Lloyd Thrower's Christmas Seal Collection
CS&CSS Member Lloyd Thrower went to a lot of effort to scan and upload his fine collection, and we are thrilled to be able to share it with collectors everywhere.
More Archives of the Christmas Seal Hobby
Submitted by member George Painter are two very interesting items:
1) Original 1931 membership list of CS&CSS; The first 78 pioneer members of our hobby.
2) The first Christmas Seal Checklist from May 1928 Scott's Monthly Journal. By 1935, Christmas Seals were included in Scott's Specialized Catalog of US Postage Stamps. See 01-28-1015 News item.
Early Christmas Seal Dealers
One of the earliest Christmas Seal dealers was a well known stamp dealer, A. W. Dunning, who was written about by philatelic historian, Herman Herst. In the 1930's Elmer Long dealt in stamps as well as Christmas Seals. Vernon Bressler worked for Long, and eventually purchased his Christmas Seal inventory. Vernon Bressler was a well known Christmas Seal dealer for decades, working into the 1990's. A copy of his 1969-70 Christmas Seal Handbook was submitted by CS&CSS member, George Painter. Bressler, and Long before him used illustrations by professional cartoonist, Couthard.

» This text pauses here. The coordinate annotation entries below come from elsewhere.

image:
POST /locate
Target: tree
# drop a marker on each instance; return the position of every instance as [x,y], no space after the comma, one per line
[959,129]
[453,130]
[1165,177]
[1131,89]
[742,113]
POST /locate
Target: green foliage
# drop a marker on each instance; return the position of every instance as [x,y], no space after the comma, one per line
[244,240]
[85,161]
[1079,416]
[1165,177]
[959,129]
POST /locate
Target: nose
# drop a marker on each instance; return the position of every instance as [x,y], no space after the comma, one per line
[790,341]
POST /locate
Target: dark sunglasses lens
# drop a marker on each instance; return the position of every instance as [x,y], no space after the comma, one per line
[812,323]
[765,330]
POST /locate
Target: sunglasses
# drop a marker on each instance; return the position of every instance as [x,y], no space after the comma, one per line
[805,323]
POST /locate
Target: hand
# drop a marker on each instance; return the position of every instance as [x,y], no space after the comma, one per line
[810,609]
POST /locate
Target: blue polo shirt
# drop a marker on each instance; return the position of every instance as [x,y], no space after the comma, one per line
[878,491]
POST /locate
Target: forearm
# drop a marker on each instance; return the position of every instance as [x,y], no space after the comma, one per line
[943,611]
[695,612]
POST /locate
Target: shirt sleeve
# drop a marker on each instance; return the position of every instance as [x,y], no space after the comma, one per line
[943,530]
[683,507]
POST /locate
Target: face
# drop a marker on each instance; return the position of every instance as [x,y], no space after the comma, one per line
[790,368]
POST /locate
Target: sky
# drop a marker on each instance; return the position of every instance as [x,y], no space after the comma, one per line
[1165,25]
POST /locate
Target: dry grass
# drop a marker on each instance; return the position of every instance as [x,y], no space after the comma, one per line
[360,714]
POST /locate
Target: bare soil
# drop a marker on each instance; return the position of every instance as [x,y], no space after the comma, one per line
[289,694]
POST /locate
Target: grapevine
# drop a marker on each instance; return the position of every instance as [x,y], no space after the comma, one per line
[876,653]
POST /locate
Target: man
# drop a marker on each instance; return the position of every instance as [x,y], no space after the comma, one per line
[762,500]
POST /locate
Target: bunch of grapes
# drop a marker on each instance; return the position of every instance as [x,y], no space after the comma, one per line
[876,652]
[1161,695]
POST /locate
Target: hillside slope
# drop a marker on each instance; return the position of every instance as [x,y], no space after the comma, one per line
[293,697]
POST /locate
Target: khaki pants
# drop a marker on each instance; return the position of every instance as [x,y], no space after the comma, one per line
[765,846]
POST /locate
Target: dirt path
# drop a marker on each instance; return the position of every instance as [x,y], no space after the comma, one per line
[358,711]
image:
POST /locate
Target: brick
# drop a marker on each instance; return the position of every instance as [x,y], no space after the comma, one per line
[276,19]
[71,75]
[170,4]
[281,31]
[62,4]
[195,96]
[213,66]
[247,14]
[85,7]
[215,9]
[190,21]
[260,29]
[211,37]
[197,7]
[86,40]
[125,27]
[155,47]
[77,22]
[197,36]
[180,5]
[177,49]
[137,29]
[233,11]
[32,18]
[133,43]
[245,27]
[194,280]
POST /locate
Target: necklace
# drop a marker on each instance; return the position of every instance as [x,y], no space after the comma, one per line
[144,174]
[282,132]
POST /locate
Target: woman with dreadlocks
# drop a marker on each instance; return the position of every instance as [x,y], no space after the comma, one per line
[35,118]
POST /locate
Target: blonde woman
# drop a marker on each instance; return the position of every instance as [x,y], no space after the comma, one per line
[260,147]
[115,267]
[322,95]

Many members of the Christmas Seal & Charity stamp society were also dealers. Amy Ellen Davis, and Charles Lorenz, who ran a collector service for the National Tuberculosis Association, before purchasing the inventory, were two of them.
Rare California Local Tied On
So far, this seal is more rare mint than tied on. With less than five known copies, still many collectors would prefer a tied on. The 1909 Santa Barbara US local TB seal was not discovered until the late 1970's. The same seal exists with other California city names. This was discovered on eBay. Unfortunately for the seller, the primary illustration was a rather ordinary picture postcard.
Seal News Table of Contents for Back Issues
This ongoing project of our Seal News Editor, David Teisler, is making our journal more useful. As new issues of Seal News are released, the project is expanding, and includes, issue, page, author, date, and title of scholarly articles.
The 'Seal News Table of Contents for Back Issues' project is not to be confused with early Seal News indexes which covered the period of 1947 through 1988. These early indexes, mostly written by past Seal News Editor Ray Mosbaugh, primarily contained information on seal issues by date and society, as well as the name of the collector that reported them. They were published in December or January between 1960 and 1989, and are useful to anyone writing a catalog of seals.